This is the first laboratory-based estimate of B. distincta development and survival. The developmental durations observed are consistent with those of stink bug species. The incubation period of B. distincta was 5.4 days at 25 °Chigh RH, which was very close to the 5.3 days of Thyanta pallidovirens (Stål) (Hemiptera: Pentatomidae) [35] at the same temperature. The developmental duration of 7.2 days for instar 2 at 25 °Clow RH was also comparable to the 7.4 days of Nezara viridula (Linnaeus) (Hemiptera: Pentatomidae) [36]. Notably, the developmental duration of B. distincta’s instar 5 was the longest at 22, 25high RH, 25low RH, and 29 °C, among other life stages. The latter trend was also reported for Halyomorpha halys (Stål) (Hemiptera: Pentatomidae) at temperatures ranging from 20 to 33 °C [15] and 20 and 30 °C [37]. The development of sexual organs in instar 5 could explain its prolonged developmental duration. In addition, many insects require substantial amounts of food for the last instar of the immature stage to maximize reproduction [38]. In terms of total development, B. distincta took 41.6 days (25 °Clow RH), which was also observed for H. Halys (42 days) [15] at 25 °C. In contrast, at the same temperature, it took T. pallidovirens 36 days [35] and A. thunbergii 56.53 days to develop from an egg to the adult stage [16].

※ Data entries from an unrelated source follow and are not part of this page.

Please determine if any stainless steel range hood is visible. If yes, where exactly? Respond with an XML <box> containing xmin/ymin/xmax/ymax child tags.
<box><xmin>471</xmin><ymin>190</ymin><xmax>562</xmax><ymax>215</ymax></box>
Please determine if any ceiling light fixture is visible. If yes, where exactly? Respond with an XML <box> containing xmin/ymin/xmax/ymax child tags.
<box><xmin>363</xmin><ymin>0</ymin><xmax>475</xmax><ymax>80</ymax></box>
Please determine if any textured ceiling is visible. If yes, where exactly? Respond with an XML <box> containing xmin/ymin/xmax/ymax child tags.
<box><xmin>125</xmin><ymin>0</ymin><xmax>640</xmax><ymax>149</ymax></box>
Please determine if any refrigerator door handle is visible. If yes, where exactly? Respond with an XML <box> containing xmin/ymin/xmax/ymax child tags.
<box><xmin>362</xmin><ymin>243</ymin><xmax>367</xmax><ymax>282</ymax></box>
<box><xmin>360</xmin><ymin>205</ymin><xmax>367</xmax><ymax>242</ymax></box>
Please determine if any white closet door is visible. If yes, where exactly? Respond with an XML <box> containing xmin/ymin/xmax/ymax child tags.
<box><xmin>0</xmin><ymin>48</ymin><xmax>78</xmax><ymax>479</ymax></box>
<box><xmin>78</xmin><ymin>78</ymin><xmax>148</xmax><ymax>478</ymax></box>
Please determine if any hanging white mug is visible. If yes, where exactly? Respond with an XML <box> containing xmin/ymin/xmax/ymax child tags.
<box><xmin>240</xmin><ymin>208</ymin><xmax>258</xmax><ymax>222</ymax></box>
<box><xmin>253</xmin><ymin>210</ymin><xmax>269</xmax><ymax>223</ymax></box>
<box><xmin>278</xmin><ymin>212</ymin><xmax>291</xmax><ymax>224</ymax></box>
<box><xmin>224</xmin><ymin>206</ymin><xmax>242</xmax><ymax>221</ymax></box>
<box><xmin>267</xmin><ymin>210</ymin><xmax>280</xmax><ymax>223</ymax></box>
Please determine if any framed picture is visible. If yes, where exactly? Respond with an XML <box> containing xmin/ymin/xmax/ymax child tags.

B. distincta completed its full development (egg to adult) at temperatures ranging from 21 to 29 °C. Chlorochroa uhleri (Stål) (Hemiptera: Pentatomidae) and T. pallidovirens completed their development at temperatures between 20 and 30 °C [35]. These temperature ranges appear to be narrower relative to other stink bug species. For example, H. halys and N. viridula had a range of 17 to 36 °C and 25 to 36 °C, respectively [20,39]. The wider temperature of H. halys is probably related to the larger variation in summer climatic conditions at the higher latitudes of Minnesota, United States [39]. Climate adaptability altered by the geographical regions, genetic variation, and temperatures examined can explain these differences between species.
The survival rate of B. distincta’s life stages did not differ significantly between temperatures except for instar 2, contrasting the survival rate of N. viridula, which declined with increasing temperature [20]. The eggs of B. distincta had the highest survival rate (88–100%) compared to other life stages, suggesting that they may be more temperature-resistant to withstand unfavorable conditions. High survival rates of nymphal stages are associated with the aggregation behavior of newly emerged instar 1 nymphs [40]. Stink bug instar 1 nymphs acquire symbionts by tapping the eggshells using their mouth parts after hatching [41]. Ref. [42] found that the aggregations of N. viridula instar 1 nymphs increased humidity, thereby reducing mortality. This could account for the high survival rates of B. distincta in this study, as the newly emerged instar 1 nymphs were allowed to aggregate. As a result, it has been suggested that laboratory bioassays start with instar 2 to allow for instar 1 nymph to aggregate [26,42]. A significant drop in survival rate (51%) at 22 °C may possibly be attributed to handling instar 2 with a soft paintbrush when cleaning the rearing containers and changing diets. Considering that B. distincta starts dispersing at instar 2, cleaning the containers might have negatively impacted its survival. It is, therefore, necessary to develop alternative methods that require changing the diet without transferring individuals to clean-rearing containers. In contrast, instar 2 was found to be the most thermally plastic stage of B. distincta in response to heat and cold hardening and heat acclimation [43], which could be related to its morphology and behavior. The dark pigmentation of this stage could provide more heat absorption when they start searching for food [43,44].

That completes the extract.